Susan Kramer: "The Cassel is one of very few centres in the UK that can assess and treat the really severe cases of families with mental health problems." Photograph: Martin Argles
Some of the most vulnerable children in our society must be youngsters in families where a parent or a sibling suffers from a severe mental health disorder, writes Susan Kramer.
You would have thought, listening to government ministers or reading The Children's Act, that helping these children and their families would have been at the top of the priority list. Keeping a family together is the best result for children unless the circumstances leave no other safe option.
But our battle to save the family programme at the Cassel hospital in Ham (Richmond) shows the reality of government to be very different. The Cassel is one of very few centres in the UK that can assess and treat the really severe cases of families with mental health problems. The cases are so complex that the programme has to be residential. But the history shows that families can respond brilliantly and with support like this make new lives. The alternative for most families is removal of the children for foster care and adoption, often with their problems untreated, and little help for the parent or sibling with mental health problems.

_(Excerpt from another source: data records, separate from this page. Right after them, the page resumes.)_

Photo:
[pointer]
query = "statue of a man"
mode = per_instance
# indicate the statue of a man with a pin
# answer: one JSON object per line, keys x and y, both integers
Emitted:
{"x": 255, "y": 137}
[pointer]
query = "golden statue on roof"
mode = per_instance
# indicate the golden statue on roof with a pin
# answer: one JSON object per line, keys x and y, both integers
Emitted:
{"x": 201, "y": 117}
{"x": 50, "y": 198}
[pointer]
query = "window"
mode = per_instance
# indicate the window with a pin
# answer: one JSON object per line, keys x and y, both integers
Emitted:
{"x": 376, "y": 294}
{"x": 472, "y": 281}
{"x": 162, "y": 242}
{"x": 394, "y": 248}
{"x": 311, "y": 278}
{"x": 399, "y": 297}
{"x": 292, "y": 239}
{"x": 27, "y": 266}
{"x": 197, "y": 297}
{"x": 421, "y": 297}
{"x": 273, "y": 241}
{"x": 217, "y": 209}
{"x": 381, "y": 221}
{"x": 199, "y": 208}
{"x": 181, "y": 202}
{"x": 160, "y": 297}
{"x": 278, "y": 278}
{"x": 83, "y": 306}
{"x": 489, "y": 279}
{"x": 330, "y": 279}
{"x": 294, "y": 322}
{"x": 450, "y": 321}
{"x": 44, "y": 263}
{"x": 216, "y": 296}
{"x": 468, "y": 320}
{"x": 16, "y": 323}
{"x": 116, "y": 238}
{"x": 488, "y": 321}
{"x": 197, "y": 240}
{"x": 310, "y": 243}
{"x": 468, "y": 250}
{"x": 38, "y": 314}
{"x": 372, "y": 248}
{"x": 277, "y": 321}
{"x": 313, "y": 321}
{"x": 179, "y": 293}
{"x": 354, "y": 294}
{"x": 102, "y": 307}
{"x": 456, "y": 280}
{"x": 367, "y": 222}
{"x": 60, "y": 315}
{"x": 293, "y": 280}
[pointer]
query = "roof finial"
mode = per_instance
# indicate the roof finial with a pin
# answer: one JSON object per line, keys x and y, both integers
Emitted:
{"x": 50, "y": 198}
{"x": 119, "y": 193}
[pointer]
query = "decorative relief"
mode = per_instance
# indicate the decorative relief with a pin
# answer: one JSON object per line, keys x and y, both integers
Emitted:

But local authorities and PCTs don't want to pay the costs of a service like the Cassel. Once courts required them to do so but then a ruling from the law lords on the Children's Act removed that ability. Even legal aid to try through the courts is now just about impossible to access. And what is the government doing? - pretty much washing its hands of the whole matter and leaving it to local authorities and PCTs which simply do not have the budget for these cases even though they are few and far between.
Frankly, this is a service that should be funded centrally not locally. The cost in the long run of leaving families in turmoil, with children in and out of care and mental health issues unresolved has to be far greater than the cost of treatment.
But surely pure humanity should be the deciding factor in a civilised society. How can government look at some of the most disturbed children and families in the country, recognise that they can be helped - and then walk away.